JO 2012 : Agnel marche sur l'eau, un 4x100 m dans la légende

JO 2012 : Agnel marche sur l'eau, un 4x100 m dans la légende©Media365

Thomas Siniecki, Media365 : publié le vendredi 30 juillet 2021 à 21h36

Yannick Agnel a porté tout un pays vers les sommets à Londres, il y a neuf ans. Parfaitement laissé dans les clous par ses trois camarades du relais, il finissait alors de gagner à lui tout seul une mythique médaille d'or olympique.

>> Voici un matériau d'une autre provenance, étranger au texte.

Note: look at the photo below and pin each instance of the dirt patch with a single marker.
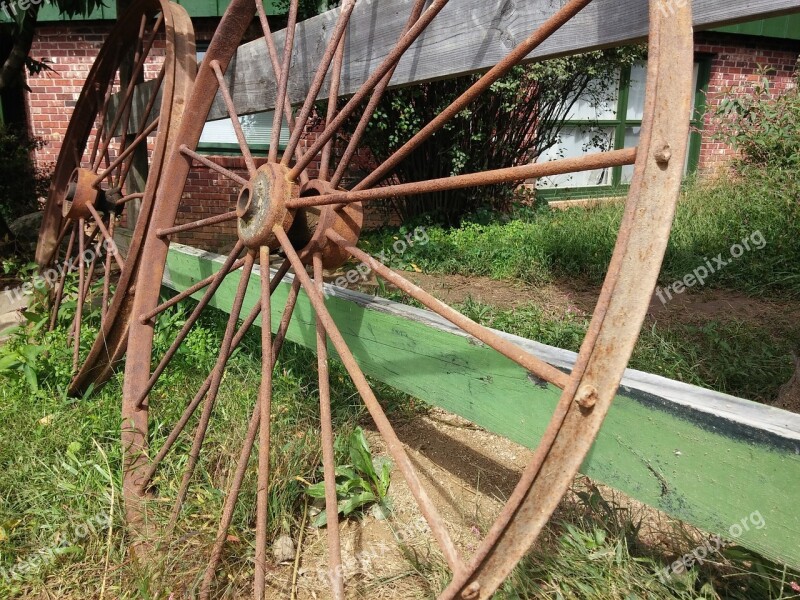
(565, 296)
(469, 474)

En 2012, le relais 4x100 m français arrive à Londres avec une étiquette plus que solide : six médailles lors des six derniers grands championnats, le bronze aux Championnats d'Europe 2006 puis aux Mondiaux 2007, l'argent aux Jeux 2008, le bronze aux Mondiaux 2009, l'argent aux Championnats d'Europe 2010 puis aux Mondiaux 2011. Toujours placé mais jamais gagnant, donc. Pas encore... Fabien Gilot est le dénominateur commun, présent dans ces six courses et qui fait la passe de sept à l'Aquatics Centre, au sein du Parc olympique de Stratford. Mais celui qui vient tout bouleverser s'appelle Yannick Agnel. Engagé parmi le relais argenté de 2010 à Budapest, où il a éclos à la face du monde à seulement 18 ans, il dispute sa première finale olympique.

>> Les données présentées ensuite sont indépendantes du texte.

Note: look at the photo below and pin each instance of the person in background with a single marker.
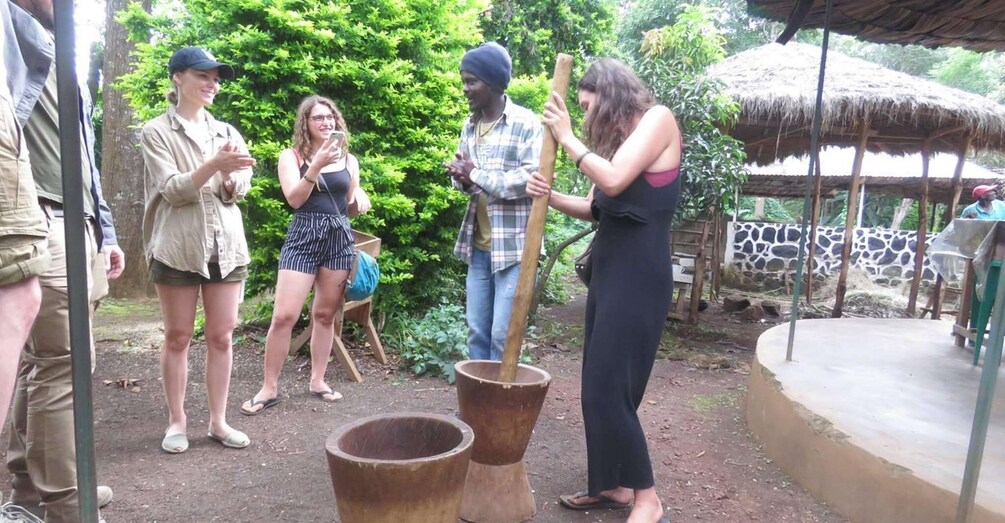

Mieux que ça, Agnel intègre le relais uniquement pour cette finale. C'est Gilot qui remplace Alain Bernard, la jeune tornade niçoise suppléant de son côté Jérémy Stravius. Par rapport au relais de 2008, Clément Lefert fait également office de nouveau. Au contraire d'Amaury Leveaux, autre témoin de cette défaite à Pékin face aux Etats-Unis, pour huit minuscules petits centièmes. Des regrets qui ne seront finalement pas éternels. Leveaux s'élance en premier et termine son aller-retour troisième à 0"24 des Américains. Face à Michael Phelps, Gilot perd du terrain mais gagne une place, deuxième à 0"76. Lefert, a priori le moins armé, réussit un excellent troisième relais en lançant Agnel à 0"55. Suffisant pour que la magie puisse opérer.

"L'impression de voler"

"Si, à un moment donné dans ta carrière et ta vie de sportif, tu dois donner quelque chose, c'est là", se souvenait Agnel l'an dernier pour France Télévisions, où il est désormais consultant pour les Jeux de Tokyo. "J'ai eu l'impression de voler sur l'eau. Il n'y a pas beaucoup de courses dans ta vie où les planètes s'alignent, où tout est facile. C'est une des plus grandes courses de ma vie. J'étais en surconfiance. Rien ne pouvait m'arriver, tout ce que je décidais de faire se déroulait exactement comme je l'avais prévu. Une journée parfaite, sans pression particulière. Juste l'envie de mettre une raclée mémorable à tout le monde (sourire)." Et pourtant, celui qui sera champion olympique du 200 m - le lendemain - se souvient d'un premier plongeon "médiocre" : "J'ai eu l'impression de prendre 1,50 m."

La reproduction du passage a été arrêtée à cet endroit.